Lots of people have opinions about the legal Canada BAC level. That level is .08 BAC (blood alcohol concentration), which indicates intoxication everywhere in the country. Some people are okay with it, some say it’s too high, and there are even those who say it’s too low. Those people think it’s safe to drive home safely with a BAC of .08, and the legal limit should be higher.
The federal government certainly does not believe that it’s too high. Last spring the idea of lowering the limit to .05 was buzzing around Ottawa. Now it appears it’s not going to happen. Reasons given are vague, but lawmakers are going to concentrate instead on Bill C-46, which imposes new laws governing driving under the influence of cannabis, among other measures.
The Warn Range
The idea that .08 is too high has been permeating provincial lawmaking for a few years. Most of the provinces and territories suspend drivers who are caught with a level of 0.05, and all of Canada with the exception of Nunavut have a BAC level of zero for new drivers
The zone from .05 to .08 is called the “warn range.” Usually a suspension and fine is levied, but the penalties are administrative, not criminal.
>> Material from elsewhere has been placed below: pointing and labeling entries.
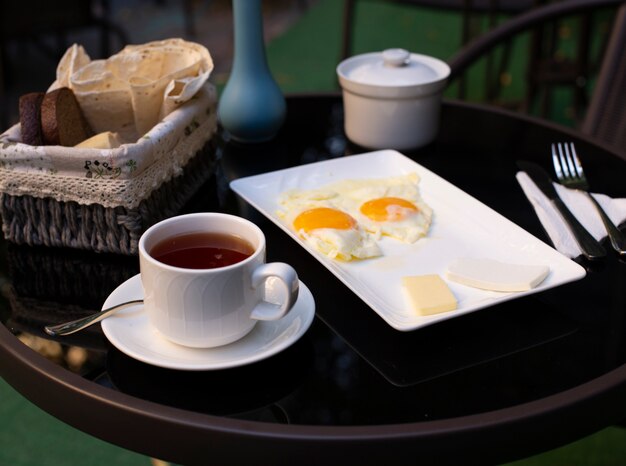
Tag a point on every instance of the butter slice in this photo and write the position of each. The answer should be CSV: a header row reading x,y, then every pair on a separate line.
x,y
428,294
106,140
488,274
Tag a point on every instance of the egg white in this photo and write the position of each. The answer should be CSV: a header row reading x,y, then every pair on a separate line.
x,y
348,196
345,245
351,194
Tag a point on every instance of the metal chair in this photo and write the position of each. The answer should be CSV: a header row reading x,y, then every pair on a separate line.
x,y
605,116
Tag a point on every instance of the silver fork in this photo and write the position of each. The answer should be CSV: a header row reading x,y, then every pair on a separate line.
x,y
570,173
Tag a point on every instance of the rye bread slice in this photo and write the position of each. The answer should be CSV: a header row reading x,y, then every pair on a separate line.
x,y
30,118
62,120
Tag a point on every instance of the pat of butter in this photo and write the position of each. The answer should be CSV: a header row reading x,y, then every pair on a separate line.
x,y
106,140
489,274
428,294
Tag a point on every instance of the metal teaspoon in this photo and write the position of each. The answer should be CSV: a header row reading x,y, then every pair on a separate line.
x,y
79,324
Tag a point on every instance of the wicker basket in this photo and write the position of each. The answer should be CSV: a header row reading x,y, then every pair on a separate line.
x,y
54,218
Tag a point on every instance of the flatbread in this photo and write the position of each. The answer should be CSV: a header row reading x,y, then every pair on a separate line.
x,y
134,89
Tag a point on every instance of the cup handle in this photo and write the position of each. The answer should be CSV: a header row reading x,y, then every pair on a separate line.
x,y
287,277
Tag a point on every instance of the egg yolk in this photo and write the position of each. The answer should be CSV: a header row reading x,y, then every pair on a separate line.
x,y
388,209
323,217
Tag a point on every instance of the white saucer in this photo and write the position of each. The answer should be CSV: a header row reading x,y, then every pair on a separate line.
x,y
130,332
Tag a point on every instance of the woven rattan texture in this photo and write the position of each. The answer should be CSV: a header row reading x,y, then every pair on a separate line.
x,y
48,222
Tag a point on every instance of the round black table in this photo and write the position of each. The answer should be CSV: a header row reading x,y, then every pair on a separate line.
x,y
495,385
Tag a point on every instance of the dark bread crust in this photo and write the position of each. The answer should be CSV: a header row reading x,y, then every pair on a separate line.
x,y
30,118
62,120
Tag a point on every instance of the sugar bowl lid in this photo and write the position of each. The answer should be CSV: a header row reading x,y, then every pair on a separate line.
x,y
393,69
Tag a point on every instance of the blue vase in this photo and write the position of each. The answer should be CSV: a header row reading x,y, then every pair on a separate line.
x,y
252,107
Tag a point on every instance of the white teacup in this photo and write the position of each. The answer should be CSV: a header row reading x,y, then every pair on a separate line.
x,y
209,307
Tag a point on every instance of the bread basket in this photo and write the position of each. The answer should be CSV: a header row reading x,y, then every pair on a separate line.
x,y
103,199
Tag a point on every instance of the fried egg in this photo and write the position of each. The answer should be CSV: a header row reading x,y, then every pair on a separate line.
x,y
326,228
387,206
345,219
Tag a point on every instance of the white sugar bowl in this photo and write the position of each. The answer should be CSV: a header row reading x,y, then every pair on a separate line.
x,y
392,99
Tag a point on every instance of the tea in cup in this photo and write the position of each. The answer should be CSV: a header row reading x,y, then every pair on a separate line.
x,y
203,277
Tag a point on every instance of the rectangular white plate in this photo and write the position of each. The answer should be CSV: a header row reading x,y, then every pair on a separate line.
x,y
462,227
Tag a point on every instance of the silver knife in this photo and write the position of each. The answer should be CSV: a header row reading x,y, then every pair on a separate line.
x,y
590,247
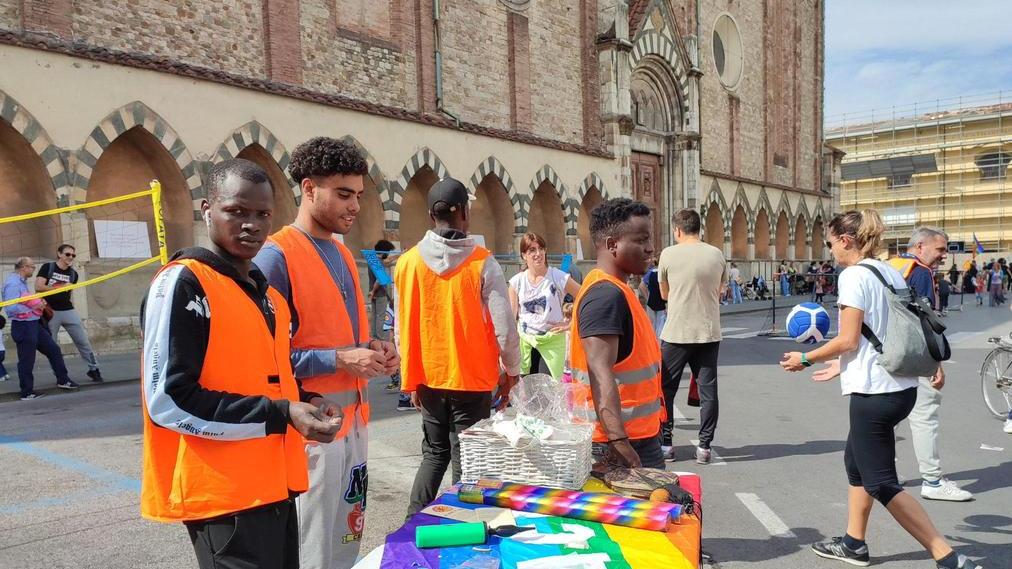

The measures are a warning for the drivers to change their ways.
Is C-46 The Better Option?
While statistics show that lowering the Canada BAC level to .05 would reduce the number of alcohol-related crashes in the country and thus save lives, it’s worth looking at the bill that legislators will be concentrating on instead.
- Sets limits on THC levels for drivers, whether or not the driver is judged impaired.
- Impose extra penalties on drivers found to have THC and alcohol in their blood
- Introduces new roadside tests for cannabis
Those who question the bill note that cannabis detection is a dicey proposition: two people can have the same amount of THC in their bloodstream and one will be impaired, the other not. The substance can stay in the blood for days after the high dissipates, in contrast to alcohol.
Still, drugged driving is nearly as popular as drunk driving in Canada, and so far the government has come up with few measures to combat the problem C-46 is a good start. It might well prove imperfect, as laws often are, but at least lawmakers and safety advocates can learn from the information gleaned after the law is passed.
We hope that Ottawa revisits the lower Canada BAC level at some point. Many countries have a limit lower than .08, and their road safety data prove that stricter measures work to save lives. Till then, Canada will have to take a detour and grapple with drugged driving.